Alloy of Law takes readers back to Scadrial, the world of Mistborn, and it does it in a new time period, with new characters, new technology, and new story structure. I thoroughly enjoyed that book and looked forward to seeing where Wax and Wayne would go next. Shadows of Self picks up a little after the events of Alloy of Law and builds on the threads leftover at the end of the first novel. In a way, you can actually think of Alloy of Law as a sort of prequel novel to the second Mistborn trilogy consisting of Shadows of Self, The Bands of Mourning, and The Lost Metal, though that is more obvious in retrospect than it is during the reading process.
Not to spoil anything, but in my opinion each book in the second Mistborn era is progressively weaker than its predecessor, and Shadows of Self is not an exception. Don’t misinterpret – I enjoyed each book, and the overall story they weave – but the refreshingly new twist on the familiar Mistborn story drifts back towards epic fantasy as the series progresses, and not to its benefit. However, those trends are still relatively subtle in Shadows of Self, and I found this an excellent read.
It is easy to call Sanderson a master of magic systems, but it may be more accurate to call him a master of world-building. You might think, that in the second book in a series and the fifth book set in the same world, this would be a minor point, but that would only show that you haven’t read Shadows of Self. The world-building that Sanderson does for the political intrigue and the potential layers of conspiracy for this book are as thorough, realistic, and compelling as in the original Mistborn.
In some ways, though, the story feels a little derivative. Not derivative from other fiction, but from history. Sanderson deliberately sets up a close parallel with nineteenth century America, which works, but it can feel a little forced in places. Yes, there are arguments to be made for parallel cultural evolution, similarity of circumstances, and so forth, but the resonance is just a little too close to be fully immersive for me. Maybe that’s just my familiarity with history, or my own interest in world-building. It is the difficulty inherent in attempting to craft convincing, alternative world fantasy in latter-day settings.

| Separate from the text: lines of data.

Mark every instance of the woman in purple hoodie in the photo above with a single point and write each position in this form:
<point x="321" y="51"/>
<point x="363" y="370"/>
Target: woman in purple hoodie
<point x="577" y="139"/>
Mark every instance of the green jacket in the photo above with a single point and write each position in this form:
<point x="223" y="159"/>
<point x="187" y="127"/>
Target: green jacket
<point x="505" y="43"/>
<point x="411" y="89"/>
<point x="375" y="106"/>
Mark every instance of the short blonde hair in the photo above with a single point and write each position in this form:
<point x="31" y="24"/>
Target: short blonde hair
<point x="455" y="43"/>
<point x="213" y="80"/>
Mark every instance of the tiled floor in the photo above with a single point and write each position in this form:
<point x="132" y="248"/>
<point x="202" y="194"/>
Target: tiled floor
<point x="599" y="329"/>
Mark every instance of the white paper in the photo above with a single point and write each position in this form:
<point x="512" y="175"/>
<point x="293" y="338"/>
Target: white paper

Millions of individual events, interactions, and personalities created the world in which we now live, or the world of the nineteenth century, or any other century, really. The advantage of writing in earlier time periods is that societies, cultures, and civilizations had less interaction with each other and less knowledge of history. As that changes, the world-builders job becomes increasingly complex, and inevitably we have only one reference – human history on Earth – from which to draw. Since it’s impossible for an author to fully extrapolate every little thing that will affect their invented civilizations over centuries, we turn to real history for guidance, but that can be a difficult balance to walk. Every now and then, I think Shadows of Self slips.
Over the whole course of the book, though, those occasions are minor, and the plot and characters remain as convincing as ever. Sanderson’s understanding of people and leadership shines through, and though this becomes a little more fantasy and action in its plotting than the mystery that characterized Alloy of Law, I found it quite enjoyable, and worth reading in its own right, not just as part of a series.